Due to a strong economic and demographic growth around the world, global energy needs are going to increase by about 35% from now until 2030 and energy must be saved. In addition to this, GHG emissions must be reduced in order to limit the consequences of global warming. In this context, TOTAL is working on minimizing flaring and on improving the energy efficiency of its existing and future facilities.

The in-house tool presented in this paper, EAT (Energy Architecture Tool), is primarily designed for future E&P facilities: it aids in the selection of an energy-efficient and low GHG-intensive architecture, during conceptual and pre-project studies. The tool allows doing the case-by-case approach instead of a "dogma" saying that a specific architecture is equally efficient in every case. It has been validated on four new projects.

Contrarily to studies based on design cases, i.e. extreme cases, this tool simulates the behavior of the energy generation unit (mostly gas turbines) and the energy users (compressors, pumps, furnaces), for the various flows, pressure and heat requirements over the field life. These requirements are less constraining than the design case, but they last much longer, and thus they are to be considered for the energy efficiency purpose.

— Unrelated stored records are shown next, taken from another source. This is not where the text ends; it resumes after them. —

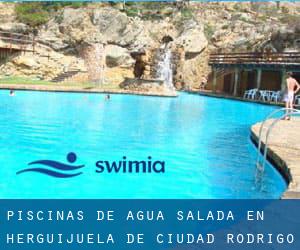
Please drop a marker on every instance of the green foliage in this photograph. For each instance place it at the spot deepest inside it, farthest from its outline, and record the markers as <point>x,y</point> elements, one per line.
<point>32,14</point>
<point>208,31</point>
<point>38,13</point>
<point>187,13</point>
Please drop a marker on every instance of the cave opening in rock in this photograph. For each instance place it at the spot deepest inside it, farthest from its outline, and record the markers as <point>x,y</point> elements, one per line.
<point>140,64</point>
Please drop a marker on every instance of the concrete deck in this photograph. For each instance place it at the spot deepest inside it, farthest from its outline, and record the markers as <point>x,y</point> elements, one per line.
<point>79,89</point>
<point>284,151</point>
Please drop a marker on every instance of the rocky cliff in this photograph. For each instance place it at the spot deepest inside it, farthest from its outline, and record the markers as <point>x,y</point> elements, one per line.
<point>132,40</point>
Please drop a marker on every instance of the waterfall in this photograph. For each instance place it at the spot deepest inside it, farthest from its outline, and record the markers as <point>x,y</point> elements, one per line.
<point>165,71</point>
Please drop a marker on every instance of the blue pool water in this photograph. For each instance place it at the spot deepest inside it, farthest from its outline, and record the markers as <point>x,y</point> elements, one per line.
<point>204,142</point>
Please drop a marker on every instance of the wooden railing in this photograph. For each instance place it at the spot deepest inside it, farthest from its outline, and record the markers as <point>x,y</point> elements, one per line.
<point>16,41</point>
<point>255,58</point>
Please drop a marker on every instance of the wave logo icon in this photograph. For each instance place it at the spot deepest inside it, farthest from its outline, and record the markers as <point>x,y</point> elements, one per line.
<point>54,168</point>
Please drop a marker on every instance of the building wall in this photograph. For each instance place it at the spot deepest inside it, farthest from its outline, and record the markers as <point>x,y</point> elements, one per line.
<point>270,80</point>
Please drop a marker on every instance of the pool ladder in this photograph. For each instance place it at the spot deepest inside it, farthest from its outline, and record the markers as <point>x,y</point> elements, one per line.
<point>260,163</point>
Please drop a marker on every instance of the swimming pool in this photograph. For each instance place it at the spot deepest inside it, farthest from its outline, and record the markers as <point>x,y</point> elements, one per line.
<point>204,142</point>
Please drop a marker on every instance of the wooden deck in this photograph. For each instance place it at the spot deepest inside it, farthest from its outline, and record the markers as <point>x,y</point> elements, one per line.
<point>290,60</point>
<point>11,43</point>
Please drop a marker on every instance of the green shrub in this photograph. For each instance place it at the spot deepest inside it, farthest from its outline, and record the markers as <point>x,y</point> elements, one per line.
<point>209,31</point>
<point>32,14</point>
<point>38,13</point>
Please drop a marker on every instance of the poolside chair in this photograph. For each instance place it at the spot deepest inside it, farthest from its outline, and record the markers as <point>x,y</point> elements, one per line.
<point>250,94</point>
<point>297,99</point>
<point>265,95</point>
<point>275,96</point>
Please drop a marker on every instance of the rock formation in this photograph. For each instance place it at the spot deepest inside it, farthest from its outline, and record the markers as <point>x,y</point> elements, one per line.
<point>131,41</point>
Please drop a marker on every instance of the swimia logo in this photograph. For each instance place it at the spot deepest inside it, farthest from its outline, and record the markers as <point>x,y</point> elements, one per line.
<point>61,170</point>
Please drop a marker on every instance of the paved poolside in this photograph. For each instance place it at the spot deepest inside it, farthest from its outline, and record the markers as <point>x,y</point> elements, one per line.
<point>284,151</point>
<point>82,89</point>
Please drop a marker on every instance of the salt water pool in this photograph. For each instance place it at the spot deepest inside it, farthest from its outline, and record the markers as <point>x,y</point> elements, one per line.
<point>203,141</point>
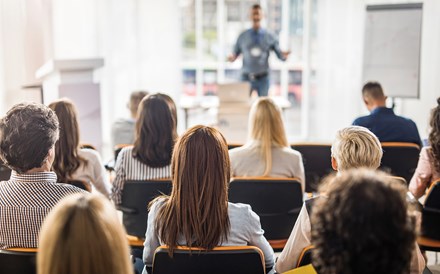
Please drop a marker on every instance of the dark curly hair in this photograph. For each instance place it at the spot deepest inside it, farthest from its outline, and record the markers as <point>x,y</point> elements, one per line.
<point>434,135</point>
<point>363,225</point>
<point>28,132</point>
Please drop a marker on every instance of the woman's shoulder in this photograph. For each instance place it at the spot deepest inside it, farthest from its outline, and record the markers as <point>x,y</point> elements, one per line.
<point>89,154</point>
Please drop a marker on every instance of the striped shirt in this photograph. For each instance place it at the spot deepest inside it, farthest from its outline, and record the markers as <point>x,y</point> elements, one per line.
<point>129,168</point>
<point>25,200</point>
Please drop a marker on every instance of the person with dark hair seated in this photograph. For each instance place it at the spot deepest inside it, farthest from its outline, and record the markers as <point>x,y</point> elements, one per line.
<point>382,121</point>
<point>28,136</point>
<point>197,213</point>
<point>150,156</point>
<point>362,225</point>
<point>428,167</point>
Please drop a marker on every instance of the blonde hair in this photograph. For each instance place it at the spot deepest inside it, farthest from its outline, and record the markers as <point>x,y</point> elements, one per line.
<point>355,147</point>
<point>266,127</point>
<point>83,234</point>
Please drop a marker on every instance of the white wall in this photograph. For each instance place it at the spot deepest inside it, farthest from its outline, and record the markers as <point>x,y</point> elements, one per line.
<point>340,40</point>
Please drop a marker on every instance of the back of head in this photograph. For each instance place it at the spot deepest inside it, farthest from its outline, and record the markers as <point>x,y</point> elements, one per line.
<point>267,129</point>
<point>135,99</point>
<point>28,132</point>
<point>355,147</point>
<point>66,149</point>
<point>198,206</point>
<point>155,131</point>
<point>434,135</point>
<point>373,91</point>
<point>363,225</point>
<point>83,234</point>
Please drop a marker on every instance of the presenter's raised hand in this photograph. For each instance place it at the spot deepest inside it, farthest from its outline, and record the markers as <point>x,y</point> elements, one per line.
<point>232,58</point>
<point>286,54</point>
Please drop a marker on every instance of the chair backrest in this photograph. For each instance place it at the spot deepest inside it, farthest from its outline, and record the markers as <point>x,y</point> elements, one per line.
<point>317,162</point>
<point>277,201</point>
<point>80,184</point>
<point>305,257</point>
<point>118,149</point>
<point>18,260</point>
<point>220,260</point>
<point>136,196</point>
<point>431,212</point>
<point>5,172</point>
<point>400,159</point>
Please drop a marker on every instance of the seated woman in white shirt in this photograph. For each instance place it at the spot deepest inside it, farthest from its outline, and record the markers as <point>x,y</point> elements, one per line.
<point>150,156</point>
<point>73,163</point>
<point>354,147</point>
<point>201,174</point>
<point>267,152</point>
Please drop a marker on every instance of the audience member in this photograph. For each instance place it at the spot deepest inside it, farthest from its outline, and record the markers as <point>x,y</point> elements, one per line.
<point>83,234</point>
<point>382,121</point>
<point>267,152</point>
<point>201,174</point>
<point>354,147</point>
<point>72,162</point>
<point>28,135</point>
<point>150,157</point>
<point>123,128</point>
<point>363,225</point>
<point>428,168</point>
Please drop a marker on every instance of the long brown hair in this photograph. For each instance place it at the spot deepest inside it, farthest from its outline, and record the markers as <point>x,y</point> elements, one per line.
<point>434,135</point>
<point>198,206</point>
<point>67,159</point>
<point>155,131</point>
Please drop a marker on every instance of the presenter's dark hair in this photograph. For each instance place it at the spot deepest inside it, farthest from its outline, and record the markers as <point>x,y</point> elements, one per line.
<point>67,159</point>
<point>256,7</point>
<point>362,225</point>
<point>155,131</point>
<point>27,133</point>
<point>434,135</point>
<point>197,208</point>
<point>373,90</point>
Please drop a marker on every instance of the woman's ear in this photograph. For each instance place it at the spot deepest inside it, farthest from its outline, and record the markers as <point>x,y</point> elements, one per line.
<point>334,164</point>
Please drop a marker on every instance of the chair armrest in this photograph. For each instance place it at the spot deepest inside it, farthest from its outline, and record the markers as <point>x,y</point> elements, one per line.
<point>127,210</point>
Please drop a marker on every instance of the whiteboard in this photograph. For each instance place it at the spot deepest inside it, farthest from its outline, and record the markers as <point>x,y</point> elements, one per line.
<point>392,48</point>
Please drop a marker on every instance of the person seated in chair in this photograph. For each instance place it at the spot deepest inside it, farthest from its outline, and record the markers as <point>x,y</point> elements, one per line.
<point>382,121</point>
<point>363,225</point>
<point>123,129</point>
<point>197,213</point>
<point>354,147</point>
<point>27,146</point>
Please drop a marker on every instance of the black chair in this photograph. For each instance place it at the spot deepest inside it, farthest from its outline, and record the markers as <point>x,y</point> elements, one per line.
<point>220,260</point>
<point>18,261</point>
<point>431,216</point>
<point>136,196</point>
<point>400,159</point>
<point>305,257</point>
<point>80,184</point>
<point>317,162</point>
<point>277,201</point>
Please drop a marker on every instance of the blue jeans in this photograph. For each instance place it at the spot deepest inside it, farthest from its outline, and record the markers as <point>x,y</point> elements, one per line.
<point>260,84</point>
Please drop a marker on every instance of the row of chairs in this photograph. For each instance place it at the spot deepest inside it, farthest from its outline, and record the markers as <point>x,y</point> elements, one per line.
<point>229,259</point>
<point>277,201</point>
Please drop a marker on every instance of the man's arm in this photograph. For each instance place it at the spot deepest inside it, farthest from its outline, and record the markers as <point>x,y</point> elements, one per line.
<point>237,50</point>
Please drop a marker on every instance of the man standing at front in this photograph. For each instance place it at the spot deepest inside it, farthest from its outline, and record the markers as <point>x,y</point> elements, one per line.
<point>382,121</point>
<point>28,134</point>
<point>255,44</point>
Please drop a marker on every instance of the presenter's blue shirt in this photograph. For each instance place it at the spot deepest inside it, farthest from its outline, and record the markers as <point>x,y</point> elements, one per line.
<point>389,127</point>
<point>255,45</point>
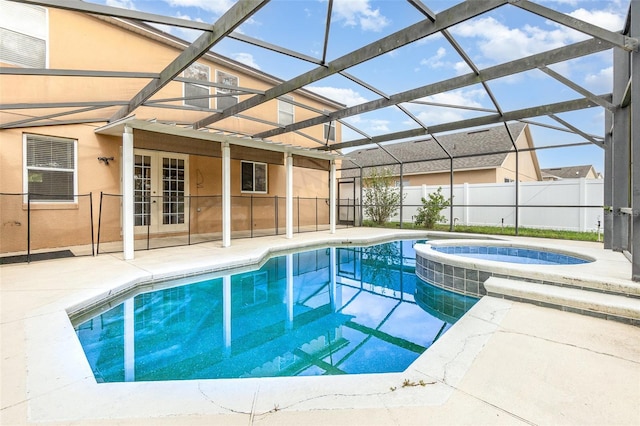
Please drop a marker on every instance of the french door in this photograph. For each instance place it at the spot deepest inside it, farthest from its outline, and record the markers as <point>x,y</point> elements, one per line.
<point>161,190</point>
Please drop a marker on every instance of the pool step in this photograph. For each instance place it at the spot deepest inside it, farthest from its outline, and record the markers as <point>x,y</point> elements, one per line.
<point>593,303</point>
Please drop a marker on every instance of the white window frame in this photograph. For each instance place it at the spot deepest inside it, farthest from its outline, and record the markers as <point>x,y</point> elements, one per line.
<point>221,91</point>
<point>287,106</point>
<point>184,86</point>
<point>26,168</point>
<point>266,177</point>
<point>11,20</point>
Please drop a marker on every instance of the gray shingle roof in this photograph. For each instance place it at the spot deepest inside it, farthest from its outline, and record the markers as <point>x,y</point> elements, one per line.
<point>570,172</point>
<point>425,156</point>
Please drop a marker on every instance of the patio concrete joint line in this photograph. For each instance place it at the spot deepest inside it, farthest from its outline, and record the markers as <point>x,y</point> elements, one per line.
<point>235,16</point>
<point>445,19</point>
<point>611,37</point>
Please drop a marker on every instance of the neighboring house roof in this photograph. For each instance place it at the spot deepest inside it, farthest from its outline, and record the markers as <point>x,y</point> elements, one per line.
<point>571,172</point>
<point>154,33</point>
<point>426,156</point>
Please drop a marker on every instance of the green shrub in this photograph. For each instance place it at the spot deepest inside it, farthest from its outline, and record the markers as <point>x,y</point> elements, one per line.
<point>381,197</point>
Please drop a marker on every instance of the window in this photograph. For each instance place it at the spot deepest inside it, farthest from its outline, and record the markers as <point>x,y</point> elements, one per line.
<point>23,32</point>
<point>285,110</point>
<point>198,94</point>
<point>50,168</point>
<point>229,80</point>
<point>254,177</point>
<point>330,131</point>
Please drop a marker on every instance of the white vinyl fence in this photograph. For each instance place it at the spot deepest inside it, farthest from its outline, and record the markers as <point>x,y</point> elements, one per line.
<point>569,204</point>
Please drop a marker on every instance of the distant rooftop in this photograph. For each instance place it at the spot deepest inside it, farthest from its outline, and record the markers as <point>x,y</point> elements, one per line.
<point>569,172</point>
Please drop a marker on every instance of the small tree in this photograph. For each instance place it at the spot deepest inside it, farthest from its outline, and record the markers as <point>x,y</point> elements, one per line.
<point>429,213</point>
<point>381,197</point>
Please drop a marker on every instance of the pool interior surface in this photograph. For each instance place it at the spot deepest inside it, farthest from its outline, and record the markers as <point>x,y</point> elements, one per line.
<point>329,311</point>
<point>511,255</point>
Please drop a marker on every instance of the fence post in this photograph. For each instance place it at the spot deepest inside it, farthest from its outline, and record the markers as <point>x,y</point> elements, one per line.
<point>465,200</point>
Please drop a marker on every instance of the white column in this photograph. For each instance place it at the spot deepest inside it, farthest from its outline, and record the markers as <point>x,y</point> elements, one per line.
<point>288,164</point>
<point>226,195</point>
<point>127,193</point>
<point>583,202</point>
<point>226,312</point>
<point>332,197</point>
<point>289,291</point>
<point>129,341</point>
<point>465,200</point>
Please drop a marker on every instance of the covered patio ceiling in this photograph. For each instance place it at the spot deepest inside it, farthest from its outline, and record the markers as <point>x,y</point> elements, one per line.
<point>349,68</point>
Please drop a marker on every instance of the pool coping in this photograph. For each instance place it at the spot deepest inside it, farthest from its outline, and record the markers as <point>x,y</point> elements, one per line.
<point>579,276</point>
<point>61,385</point>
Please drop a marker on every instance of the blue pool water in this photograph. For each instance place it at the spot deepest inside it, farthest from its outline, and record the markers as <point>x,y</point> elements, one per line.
<point>511,255</point>
<point>329,311</point>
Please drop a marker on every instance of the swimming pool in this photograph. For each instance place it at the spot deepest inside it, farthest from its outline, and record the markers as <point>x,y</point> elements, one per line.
<point>511,254</point>
<point>343,310</point>
<point>463,266</point>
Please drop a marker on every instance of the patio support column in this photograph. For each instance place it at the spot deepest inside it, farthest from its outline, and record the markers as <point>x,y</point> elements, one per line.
<point>288,164</point>
<point>335,297</point>
<point>226,194</point>
<point>332,197</point>
<point>226,313</point>
<point>289,271</point>
<point>635,145</point>
<point>127,194</point>
<point>129,346</point>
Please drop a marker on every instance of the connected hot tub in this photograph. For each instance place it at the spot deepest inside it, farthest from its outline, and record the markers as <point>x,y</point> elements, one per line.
<point>463,266</point>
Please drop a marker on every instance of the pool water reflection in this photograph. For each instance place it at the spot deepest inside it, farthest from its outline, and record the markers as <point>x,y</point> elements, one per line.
<point>344,310</point>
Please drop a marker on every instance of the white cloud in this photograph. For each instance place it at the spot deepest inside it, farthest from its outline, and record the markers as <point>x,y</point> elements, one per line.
<point>217,7</point>
<point>435,61</point>
<point>359,13</point>
<point>607,19</point>
<point>601,82</point>
<point>348,97</point>
<point>124,4</point>
<point>246,58</point>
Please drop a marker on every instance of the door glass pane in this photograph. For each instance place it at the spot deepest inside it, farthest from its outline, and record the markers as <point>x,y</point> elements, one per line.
<point>172,191</point>
<point>142,190</point>
<point>261,178</point>
<point>247,176</point>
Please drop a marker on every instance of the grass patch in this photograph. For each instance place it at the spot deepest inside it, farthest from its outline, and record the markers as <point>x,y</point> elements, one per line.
<point>497,230</point>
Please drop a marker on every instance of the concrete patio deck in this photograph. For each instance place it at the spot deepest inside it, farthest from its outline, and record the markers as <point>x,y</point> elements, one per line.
<point>503,363</point>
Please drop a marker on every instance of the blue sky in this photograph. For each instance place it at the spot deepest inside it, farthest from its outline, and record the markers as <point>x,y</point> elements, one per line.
<point>502,35</point>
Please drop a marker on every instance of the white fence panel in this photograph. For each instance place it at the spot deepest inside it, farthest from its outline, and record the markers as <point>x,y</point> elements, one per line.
<point>493,204</point>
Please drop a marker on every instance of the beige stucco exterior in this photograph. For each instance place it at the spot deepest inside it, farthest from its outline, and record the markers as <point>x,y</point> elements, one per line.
<point>82,42</point>
<point>528,169</point>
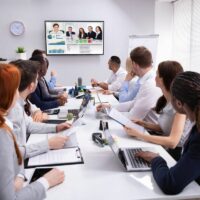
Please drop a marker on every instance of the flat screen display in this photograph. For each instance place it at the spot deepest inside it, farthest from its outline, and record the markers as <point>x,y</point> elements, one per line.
<point>74,37</point>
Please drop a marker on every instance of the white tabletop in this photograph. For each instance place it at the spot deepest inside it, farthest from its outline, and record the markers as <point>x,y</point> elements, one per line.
<point>103,177</point>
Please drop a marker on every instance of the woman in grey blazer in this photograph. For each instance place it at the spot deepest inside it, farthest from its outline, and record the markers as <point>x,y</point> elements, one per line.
<point>11,182</point>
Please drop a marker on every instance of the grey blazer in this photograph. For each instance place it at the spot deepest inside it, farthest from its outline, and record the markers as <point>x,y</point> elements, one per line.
<point>24,125</point>
<point>9,169</point>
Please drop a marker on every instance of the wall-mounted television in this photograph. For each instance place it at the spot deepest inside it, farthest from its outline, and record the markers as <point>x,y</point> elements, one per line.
<point>74,37</point>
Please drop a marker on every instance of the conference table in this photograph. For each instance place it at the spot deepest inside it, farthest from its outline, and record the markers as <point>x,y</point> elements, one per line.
<point>102,176</point>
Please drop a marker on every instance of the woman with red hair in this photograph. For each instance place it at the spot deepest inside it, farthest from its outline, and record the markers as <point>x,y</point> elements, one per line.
<point>11,168</point>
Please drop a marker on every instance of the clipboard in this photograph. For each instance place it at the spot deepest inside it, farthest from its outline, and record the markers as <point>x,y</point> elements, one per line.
<point>67,156</point>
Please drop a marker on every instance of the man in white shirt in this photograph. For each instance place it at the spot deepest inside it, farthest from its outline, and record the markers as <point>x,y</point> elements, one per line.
<point>117,77</point>
<point>147,92</point>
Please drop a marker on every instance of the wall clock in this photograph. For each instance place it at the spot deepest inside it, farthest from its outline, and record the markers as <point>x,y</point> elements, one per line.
<point>17,28</point>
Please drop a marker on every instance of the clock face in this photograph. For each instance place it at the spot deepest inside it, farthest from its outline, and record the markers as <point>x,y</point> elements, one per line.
<point>17,28</point>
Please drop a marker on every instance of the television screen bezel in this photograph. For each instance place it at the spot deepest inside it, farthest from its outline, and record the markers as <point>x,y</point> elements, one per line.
<point>54,21</point>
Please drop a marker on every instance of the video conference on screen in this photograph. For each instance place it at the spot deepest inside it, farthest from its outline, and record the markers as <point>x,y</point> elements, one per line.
<point>74,37</point>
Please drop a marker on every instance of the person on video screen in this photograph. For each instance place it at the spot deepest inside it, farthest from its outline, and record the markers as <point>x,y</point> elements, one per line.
<point>91,33</point>
<point>98,33</point>
<point>70,32</point>
<point>56,29</point>
<point>82,34</point>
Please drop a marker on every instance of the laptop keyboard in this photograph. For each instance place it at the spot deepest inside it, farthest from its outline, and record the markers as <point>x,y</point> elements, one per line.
<point>75,112</point>
<point>135,161</point>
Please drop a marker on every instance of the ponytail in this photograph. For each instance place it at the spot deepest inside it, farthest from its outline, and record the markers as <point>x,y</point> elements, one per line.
<point>27,107</point>
<point>160,104</point>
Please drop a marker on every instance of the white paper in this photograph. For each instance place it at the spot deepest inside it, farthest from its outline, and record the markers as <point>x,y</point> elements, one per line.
<point>60,156</point>
<point>120,118</point>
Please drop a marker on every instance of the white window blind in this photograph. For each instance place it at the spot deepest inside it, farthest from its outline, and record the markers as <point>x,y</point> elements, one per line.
<point>186,34</point>
<point>195,37</point>
<point>182,32</point>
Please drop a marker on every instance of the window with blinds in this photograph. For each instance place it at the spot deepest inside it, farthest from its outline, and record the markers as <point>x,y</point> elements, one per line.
<point>186,34</point>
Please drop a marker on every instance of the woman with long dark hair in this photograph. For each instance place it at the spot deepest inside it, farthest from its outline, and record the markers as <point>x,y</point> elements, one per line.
<point>11,168</point>
<point>170,125</point>
<point>185,91</point>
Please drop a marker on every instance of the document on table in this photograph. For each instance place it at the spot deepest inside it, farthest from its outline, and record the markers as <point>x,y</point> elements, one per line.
<point>57,157</point>
<point>123,120</point>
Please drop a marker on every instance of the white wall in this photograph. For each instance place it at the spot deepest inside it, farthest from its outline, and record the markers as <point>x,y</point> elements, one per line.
<point>163,27</point>
<point>122,18</point>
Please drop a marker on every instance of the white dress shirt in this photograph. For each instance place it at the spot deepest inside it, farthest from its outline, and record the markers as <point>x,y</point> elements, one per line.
<point>116,79</point>
<point>145,99</point>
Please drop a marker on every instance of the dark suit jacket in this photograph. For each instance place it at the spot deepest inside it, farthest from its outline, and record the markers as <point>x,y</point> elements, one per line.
<point>68,35</point>
<point>91,35</point>
<point>99,36</point>
<point>173,180</point>
<point>38,99</point>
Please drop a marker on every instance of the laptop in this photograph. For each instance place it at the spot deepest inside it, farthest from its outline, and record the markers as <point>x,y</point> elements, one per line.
<point>126,155</point>
<point>77,112</point>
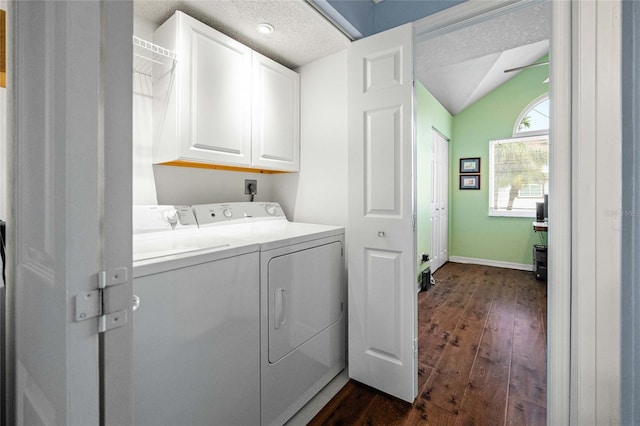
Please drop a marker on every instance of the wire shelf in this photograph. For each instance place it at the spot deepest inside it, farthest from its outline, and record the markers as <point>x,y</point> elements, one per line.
<point>147,54</point>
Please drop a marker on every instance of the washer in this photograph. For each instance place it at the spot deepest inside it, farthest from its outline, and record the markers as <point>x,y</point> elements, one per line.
<point>302,321</point>
<point>197,327</point>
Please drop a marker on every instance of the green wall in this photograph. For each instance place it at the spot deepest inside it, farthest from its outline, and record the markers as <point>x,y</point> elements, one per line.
<point>429,115</point>
<point>472,232</point>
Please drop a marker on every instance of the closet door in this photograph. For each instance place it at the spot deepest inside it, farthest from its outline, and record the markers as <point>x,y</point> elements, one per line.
<point>382,292</point>
<point>439,201</point>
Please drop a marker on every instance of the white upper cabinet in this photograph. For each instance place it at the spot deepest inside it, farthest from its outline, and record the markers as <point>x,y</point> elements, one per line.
<point>276,115</point>
<point>222,103</point>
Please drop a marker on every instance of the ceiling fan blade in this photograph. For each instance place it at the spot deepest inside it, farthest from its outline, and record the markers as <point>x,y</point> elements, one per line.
<point>537,64</point>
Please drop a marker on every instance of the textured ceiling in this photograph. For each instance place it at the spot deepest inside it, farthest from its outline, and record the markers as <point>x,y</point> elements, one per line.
<point>301,34</point>
<point>460,67</point>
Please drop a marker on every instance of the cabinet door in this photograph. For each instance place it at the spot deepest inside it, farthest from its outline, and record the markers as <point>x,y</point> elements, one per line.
<point>276,115</point>
<point>216,95</point>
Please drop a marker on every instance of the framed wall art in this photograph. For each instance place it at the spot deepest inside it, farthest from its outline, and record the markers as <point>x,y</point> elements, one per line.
<point>469,181</point>
<point>470,165</point>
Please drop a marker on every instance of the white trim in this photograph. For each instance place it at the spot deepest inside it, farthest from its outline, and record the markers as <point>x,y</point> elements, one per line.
<point>516,125</point>
<point>464,14</point>
<point>595,260</point>
<point>559,256</point>
<point>488,262</point>
<point>334,17</point>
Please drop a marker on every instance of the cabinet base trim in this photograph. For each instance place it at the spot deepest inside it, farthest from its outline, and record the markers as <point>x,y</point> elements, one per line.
<point>193,164</point>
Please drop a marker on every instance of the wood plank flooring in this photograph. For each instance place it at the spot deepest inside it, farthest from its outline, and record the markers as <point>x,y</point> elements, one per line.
<point>482,345</point>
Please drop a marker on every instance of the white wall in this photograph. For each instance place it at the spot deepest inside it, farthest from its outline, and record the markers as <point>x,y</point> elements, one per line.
<point>144,189</point>
<point>187,186</point>
<point>319,192</point>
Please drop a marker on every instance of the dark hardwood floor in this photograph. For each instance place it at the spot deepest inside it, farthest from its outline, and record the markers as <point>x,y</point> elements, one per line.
<point>482,345</point>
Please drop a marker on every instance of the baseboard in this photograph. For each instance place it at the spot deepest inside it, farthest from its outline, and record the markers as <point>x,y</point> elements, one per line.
<point>496,263</point>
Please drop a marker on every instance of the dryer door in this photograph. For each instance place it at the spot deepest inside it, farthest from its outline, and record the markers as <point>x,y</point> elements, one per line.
<point>305,295</point>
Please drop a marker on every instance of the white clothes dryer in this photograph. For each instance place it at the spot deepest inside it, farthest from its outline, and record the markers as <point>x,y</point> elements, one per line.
<point>302,320</point>
<point>197,327</point>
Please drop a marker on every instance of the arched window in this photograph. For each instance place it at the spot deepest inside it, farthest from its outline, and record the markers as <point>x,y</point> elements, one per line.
<point>534,119</point>
<point>519,166</point>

EAT is a two-steps tool. The first step is to set a reference of energy consumption / GHG emissions. The reference is not a target but it is an ideally optimized case taking into account the process constraints (e.g. the amount of gas to be compressed, its molecular weight, the required suction/discharge pressures per year, site conditions…). The second step is the screening of several architectures to get as close as possible to this reference over the field life. The various alternatives simulated are: number of compression / pumping trains installed, load shedding strategy, use of constant or variable speed drive, all-electric configuration (turbogenerators and electrical drivers only) versus distributed power generation (e.g. turbocompressors), turbine model or other drives, electricity import or export etc.

Once the optimal architectures are identified, the Process, Operations, Technological and Architecture teams check the operability, availability, technical feasibility and economic profitability aspects.

The tool can also be used for existing fields, for building GHG mitigation plans, for setting challenging yet achievable objectives to Operations teams and for developing more accurate forecasts.